At the end of the morning, he rose with stiff legs and a numb backside but a confident heart. After dinner, he returned to test what he’d learned. He studied how they responded to an outstretched arm, an open hand or a closed one, an upright stance or a slouch. How he angled his head, the carriage of his body, and where he directed his eyes could turn them wary or calm. He put Ivy in among them. She stirred them up, then with a nip and a flick of her heels displaced the gray mare as their leader. When Ivy came to him, he watched the ponies watching him, their reluctant interest reminding him of the audience observing Mr. Chamberlain’s conjuring act with suspicion and fascination.
Shadows stretched across the pen, and a cool breeze told him the afternoon had waned. The wind stirred the ponies’ manes and tails, chilling the sweat on Daniel’s body. The outside world came back into focus: the house and barn and sheds of the farmer who’d rented his field to Mr.
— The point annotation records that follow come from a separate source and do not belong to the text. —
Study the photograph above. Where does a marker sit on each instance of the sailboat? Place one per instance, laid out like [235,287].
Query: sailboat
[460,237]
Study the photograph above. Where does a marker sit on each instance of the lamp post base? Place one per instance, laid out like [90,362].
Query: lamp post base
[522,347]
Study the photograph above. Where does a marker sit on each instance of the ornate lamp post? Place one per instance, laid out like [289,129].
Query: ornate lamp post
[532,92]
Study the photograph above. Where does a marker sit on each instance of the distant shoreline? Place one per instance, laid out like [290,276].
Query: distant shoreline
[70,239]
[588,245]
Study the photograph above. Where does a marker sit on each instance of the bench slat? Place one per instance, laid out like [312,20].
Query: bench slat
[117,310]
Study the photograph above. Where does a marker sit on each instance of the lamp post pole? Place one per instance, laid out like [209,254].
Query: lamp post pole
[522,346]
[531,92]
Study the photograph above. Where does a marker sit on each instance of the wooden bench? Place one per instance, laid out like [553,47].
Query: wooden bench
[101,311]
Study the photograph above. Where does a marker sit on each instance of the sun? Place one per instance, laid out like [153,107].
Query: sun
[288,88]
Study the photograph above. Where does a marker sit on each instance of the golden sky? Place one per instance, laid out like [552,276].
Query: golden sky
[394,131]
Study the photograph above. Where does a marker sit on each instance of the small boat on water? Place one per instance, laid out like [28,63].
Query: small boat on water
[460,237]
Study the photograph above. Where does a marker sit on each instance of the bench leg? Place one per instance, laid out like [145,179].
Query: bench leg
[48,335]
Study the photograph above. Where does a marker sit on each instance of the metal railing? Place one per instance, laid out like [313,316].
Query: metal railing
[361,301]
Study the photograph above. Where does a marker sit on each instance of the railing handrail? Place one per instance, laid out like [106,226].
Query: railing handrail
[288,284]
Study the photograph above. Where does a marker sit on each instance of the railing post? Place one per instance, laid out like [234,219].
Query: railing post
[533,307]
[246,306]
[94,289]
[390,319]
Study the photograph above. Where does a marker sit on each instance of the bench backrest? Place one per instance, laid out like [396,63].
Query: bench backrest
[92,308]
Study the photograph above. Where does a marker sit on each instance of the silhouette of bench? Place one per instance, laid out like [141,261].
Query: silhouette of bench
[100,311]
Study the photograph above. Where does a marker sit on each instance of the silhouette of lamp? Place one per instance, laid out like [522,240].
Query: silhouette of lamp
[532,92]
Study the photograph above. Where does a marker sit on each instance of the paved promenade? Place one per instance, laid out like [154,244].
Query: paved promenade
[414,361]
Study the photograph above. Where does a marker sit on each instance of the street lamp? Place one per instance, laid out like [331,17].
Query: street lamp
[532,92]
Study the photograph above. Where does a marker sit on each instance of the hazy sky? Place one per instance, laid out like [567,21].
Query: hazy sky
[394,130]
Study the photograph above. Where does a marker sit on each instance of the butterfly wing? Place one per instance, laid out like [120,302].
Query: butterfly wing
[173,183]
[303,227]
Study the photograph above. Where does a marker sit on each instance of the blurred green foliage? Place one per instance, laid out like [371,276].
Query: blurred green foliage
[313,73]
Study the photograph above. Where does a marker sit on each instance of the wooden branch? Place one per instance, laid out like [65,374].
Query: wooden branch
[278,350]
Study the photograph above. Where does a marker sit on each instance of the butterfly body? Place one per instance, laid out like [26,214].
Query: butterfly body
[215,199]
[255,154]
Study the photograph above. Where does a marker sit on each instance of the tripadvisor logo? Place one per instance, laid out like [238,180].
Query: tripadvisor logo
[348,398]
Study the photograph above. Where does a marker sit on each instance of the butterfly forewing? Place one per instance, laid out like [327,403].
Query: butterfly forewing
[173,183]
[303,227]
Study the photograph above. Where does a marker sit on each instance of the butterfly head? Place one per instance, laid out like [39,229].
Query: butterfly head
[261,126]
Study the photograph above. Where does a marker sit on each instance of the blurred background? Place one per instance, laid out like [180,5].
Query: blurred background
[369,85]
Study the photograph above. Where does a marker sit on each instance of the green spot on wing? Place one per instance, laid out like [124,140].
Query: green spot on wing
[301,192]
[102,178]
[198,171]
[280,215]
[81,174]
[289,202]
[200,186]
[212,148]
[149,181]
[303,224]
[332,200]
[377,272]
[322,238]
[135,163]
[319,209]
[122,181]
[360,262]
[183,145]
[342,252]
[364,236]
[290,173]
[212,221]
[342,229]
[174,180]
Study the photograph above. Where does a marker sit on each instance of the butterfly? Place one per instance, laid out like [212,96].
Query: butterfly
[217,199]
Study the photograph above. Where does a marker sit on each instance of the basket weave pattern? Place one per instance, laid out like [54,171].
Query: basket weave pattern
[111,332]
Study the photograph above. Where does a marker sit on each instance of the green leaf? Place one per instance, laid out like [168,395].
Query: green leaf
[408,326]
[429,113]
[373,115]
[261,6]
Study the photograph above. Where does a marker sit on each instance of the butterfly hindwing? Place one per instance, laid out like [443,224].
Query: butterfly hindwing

Chamberlain; the pavilions and the wagons and people milling around them; the noises from the menagerie tent.
He blinked and rubbed his eyes. A strange fluttering around his heart warmed him from inside, even though the late September wind stung his ears.
“Not a bad day’s work, eh, son?” Mr. Stocking leaned on the top fence rail, hands together, elbows out, his chin resting on his
threaded fingers, his right foot propped up on the bottom rail. Billy stood next to him in an identical pose, except that her head rested one rail lower than Mr. Stocking’s.
“How long you been watching?” Daniel asked.
“Long enough,” Mr. Stocking said. “Tired?”
Daniel shook his head as he walked toward them. “Nah. I could do this all day.” He ran a hand along his jaw. “Funny thing, though. Me face feels a bit queer—sort’a achy.”
Mr. Stocking laughed so hard he nearly choked on his tobacco. “Never smiled so much in your life, huh, Dan’l?” he finally said, gasping.
“Grinning like a monkey, you was—were—this past hour ’r more,” Billy said.
“I think maybe he’s grown an inch or two as well, don’t you, son?” Mr. Stocking said, giving Billy a nudge and a wink.
Although he knew the peddler was only twitting him, Daniel did indeed feel taller. Older and surer, too, as if he’d started working the ponies as one person but finished as another.
“Congratulations, Dan’l.” Mr. Stocking reached over the fence to shake his hand. “You’ve found your place.” The peddler’s green eyes held him fast, as warm as the handshake.
The warmth inside Daniel quickly faded, though, as a lanky figure strode over to the fence. “You put them ponies through their paces, boy?” Mr. Chamberlain said, rubbing his hands together briskly.
“I—uh—not exactly, sir.” Daniel instinctively stepped back, suddenly glad of the fence between them.
“What’ve you been doing all day? I got to get them back into the show soon’s I can.”
“I need to sort ’em out first. Learn their ways and let ’em learn mine.” Daniel’s throat tightened, making his voice timid and squeaky. His mind became a slate suddenly wiped clean. He looked to the peddler for support, but Mr. Stocking had turned away, one arm draped over Billy’s shoulder in private conversation.
“What’s to learn?” Mr. Chamberlain pinned Daniel with a glare as sharp as his ravens’ beaks. “You think I don’t know everything that goes on around here, boy? I told you to run those ponies through their paces, not sit on your backside all morning or stand around and wave your arms at ’em all afternoon.”